I also sincerely doubt their facsimile of Starfleet HQ comes from largely from information they gathered from the Borg. For one, why would they go mucking about old data records about the far-distant Starfleet -- assuming, of course, the Eights can tell a data node from a toilet in the first place.
In the end, we can forget all about "Scorpion" and focus on "Prey." A bioship was damaged in combat with the Borg. If y'all wold have me believe that means very minor damage, and the Hirogen's little two-man hunting ships are almost totally responsible for the state of that bioship when Tony Todd forces it into a last stand ...
All I could say is, would you be taking the piss out of me, or what?
Can we detect S8472 ships - Nope
Can we use a tractor beam on it - Nope
Can we detect S8472 pilots - Nope
Can scan S8472 ships or pilots - Nope
Can we beam up our crew around S8472 - Nope
Can we assimilate them - Nope
Do Borg torpedoes work against them - Nope
Sure. A couple or handful of torpedoes didn't destroy a bioship. Therefore, no amount of Borg torpedoes can hurt them. You know as well as I, that's practically THE definition of a No-Limits Fallacy.
The direct statement from the Borg makes it abundantly clear they were getting shafted, 312 vessels disabled and 8 planets destroyed. We get a first hand look at how quickly it takes for them to destroy a planet. Based on the performance of S8472 on screen that Borg quote could be referencing just a SINGLE battle.
I was tempted to agree, but I doubt the Borg would have eight habitable planets in one system; thus, I figure we're probably looking at a couple or few engagements. (All we know for sure is that shit went down in Matrix 010, Grid 19. Sometimes Grid numbers do seem to refer to single systems, like Species 10026 at Grid 532. We have heard more precise units, such as Species 6339's origin -- Grid 124, Octant 22 Theta.)

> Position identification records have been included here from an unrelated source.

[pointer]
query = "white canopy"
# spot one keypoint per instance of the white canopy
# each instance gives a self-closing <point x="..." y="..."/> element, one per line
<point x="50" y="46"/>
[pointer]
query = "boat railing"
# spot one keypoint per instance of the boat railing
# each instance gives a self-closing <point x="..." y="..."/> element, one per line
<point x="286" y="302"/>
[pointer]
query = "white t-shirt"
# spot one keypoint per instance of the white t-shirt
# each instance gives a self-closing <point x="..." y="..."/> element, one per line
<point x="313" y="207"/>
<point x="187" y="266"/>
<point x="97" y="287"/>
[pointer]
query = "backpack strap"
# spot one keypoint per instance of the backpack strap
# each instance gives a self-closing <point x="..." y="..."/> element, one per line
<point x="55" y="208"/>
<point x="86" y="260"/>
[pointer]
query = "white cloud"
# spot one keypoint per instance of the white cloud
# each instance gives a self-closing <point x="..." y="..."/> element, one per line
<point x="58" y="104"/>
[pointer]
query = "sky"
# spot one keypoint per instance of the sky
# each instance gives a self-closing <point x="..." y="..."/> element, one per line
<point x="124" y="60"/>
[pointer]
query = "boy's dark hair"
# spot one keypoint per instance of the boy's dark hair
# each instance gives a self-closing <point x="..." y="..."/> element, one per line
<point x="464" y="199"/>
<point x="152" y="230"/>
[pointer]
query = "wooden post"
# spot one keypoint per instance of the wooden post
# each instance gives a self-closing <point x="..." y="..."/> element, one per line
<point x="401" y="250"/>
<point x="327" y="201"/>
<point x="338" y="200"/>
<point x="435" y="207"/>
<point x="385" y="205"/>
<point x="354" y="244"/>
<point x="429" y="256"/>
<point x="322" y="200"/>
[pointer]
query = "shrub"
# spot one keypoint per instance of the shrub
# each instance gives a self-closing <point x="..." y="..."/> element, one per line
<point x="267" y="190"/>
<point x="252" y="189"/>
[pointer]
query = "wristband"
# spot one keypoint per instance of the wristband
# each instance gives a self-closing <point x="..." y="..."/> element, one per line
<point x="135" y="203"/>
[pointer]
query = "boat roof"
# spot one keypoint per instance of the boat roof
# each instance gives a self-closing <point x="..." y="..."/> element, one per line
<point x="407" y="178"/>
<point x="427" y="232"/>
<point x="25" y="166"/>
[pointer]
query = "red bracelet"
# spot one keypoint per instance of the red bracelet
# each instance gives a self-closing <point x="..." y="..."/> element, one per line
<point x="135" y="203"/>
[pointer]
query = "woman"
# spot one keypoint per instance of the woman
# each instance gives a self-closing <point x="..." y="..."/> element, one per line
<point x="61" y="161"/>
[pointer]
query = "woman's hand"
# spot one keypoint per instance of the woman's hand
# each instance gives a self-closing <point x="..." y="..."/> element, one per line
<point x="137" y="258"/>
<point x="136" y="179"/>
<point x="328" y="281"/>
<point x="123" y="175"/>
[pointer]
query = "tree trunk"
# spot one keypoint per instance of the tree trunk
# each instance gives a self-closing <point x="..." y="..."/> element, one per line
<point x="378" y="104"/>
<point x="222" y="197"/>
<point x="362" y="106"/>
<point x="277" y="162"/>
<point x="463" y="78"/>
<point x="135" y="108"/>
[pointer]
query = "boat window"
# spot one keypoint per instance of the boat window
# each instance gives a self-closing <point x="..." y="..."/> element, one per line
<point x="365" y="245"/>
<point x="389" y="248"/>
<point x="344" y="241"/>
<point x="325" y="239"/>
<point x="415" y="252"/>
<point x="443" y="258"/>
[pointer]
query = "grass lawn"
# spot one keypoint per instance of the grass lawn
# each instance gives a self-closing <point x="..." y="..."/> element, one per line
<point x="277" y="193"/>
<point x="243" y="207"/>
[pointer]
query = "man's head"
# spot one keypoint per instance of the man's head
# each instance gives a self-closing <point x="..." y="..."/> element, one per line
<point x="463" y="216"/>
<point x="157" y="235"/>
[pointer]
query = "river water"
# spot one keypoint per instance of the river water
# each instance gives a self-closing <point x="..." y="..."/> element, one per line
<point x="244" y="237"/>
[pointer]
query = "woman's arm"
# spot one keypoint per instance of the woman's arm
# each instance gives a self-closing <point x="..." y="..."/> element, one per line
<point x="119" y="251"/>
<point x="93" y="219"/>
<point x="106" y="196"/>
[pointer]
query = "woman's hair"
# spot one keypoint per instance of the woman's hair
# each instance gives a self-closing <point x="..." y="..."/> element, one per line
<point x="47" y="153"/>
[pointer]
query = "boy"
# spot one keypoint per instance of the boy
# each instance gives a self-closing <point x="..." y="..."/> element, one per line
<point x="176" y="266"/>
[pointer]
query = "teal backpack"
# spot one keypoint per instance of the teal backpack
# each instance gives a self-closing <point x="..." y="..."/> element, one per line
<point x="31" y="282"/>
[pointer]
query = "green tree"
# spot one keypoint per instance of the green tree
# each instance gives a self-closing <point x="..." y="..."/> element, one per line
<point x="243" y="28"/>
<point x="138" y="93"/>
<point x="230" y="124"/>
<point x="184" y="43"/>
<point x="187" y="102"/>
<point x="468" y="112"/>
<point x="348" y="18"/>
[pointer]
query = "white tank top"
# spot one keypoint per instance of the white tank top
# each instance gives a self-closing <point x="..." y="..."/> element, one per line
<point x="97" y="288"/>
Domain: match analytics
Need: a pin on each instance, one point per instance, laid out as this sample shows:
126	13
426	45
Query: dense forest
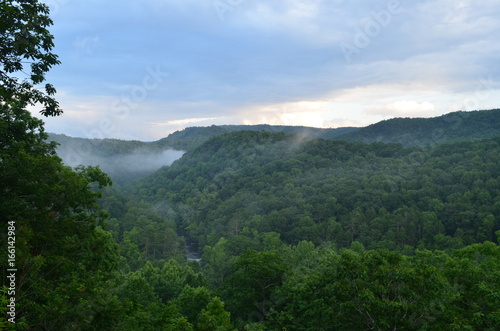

In any case, you are certainly on the right track. That sit-rep was certainly not about the Collective's cumulative losses; Seven states that the Eights destroyed
hundreds of Borg planets in "Prey."
Spread out over five months of fighting ... hmm. I'm not yet sure what to make of that. They can blow up a planet in less than a minute. If we assume they destroyed 500 planets, they had almost 13 million minutes to do so. At that rate, they averaged one planet per 26,000 minutes, equal to 433 hours or ~18 days if my math's correct. Subjectively, that seems a little slow to me for someone meeting next to no resistance
Since folks are splitting hairs finer than since Bill Clinton argued about the meaning of "is," I leave you with this bit of semantics:
Prey wrote:
CHAKOTAY: Six months ago, this species invaded our galaxy with thousands of ships. We were barely able to fight them off.
JANEWAY: Your prey could indicate another invasion. If it does, we're all in trouble. How many ships have you seen?
ALPHA: Only one. Damaged. We tracked it across fifty light-years. We thought that we had killed the creature but this prey is unlike any other. It has many lives. Lower the force field and I will finish the hunt.
SEVEN: Your attempt to destroy it will fail. Species 8472 is highly resistant to all technology. All but one. Borg nanoprobes.
Highly resistant, not invulnerable. Also note that, FWIW, the bioship was already damaged when Tony Todd first encountered it.
The TL;DR version is simple enough: a bioship was damaged badly enough by the Borg that it couldn't go home. The
Voyager, a practical joke next to the might of a bioship,
could open a conduit to Fluidic Space. That tells me the Borg DID inflict severe damage on that bioship. Whether it was dealt by some monster-cube we've never seen or multiple ships is open to speculation.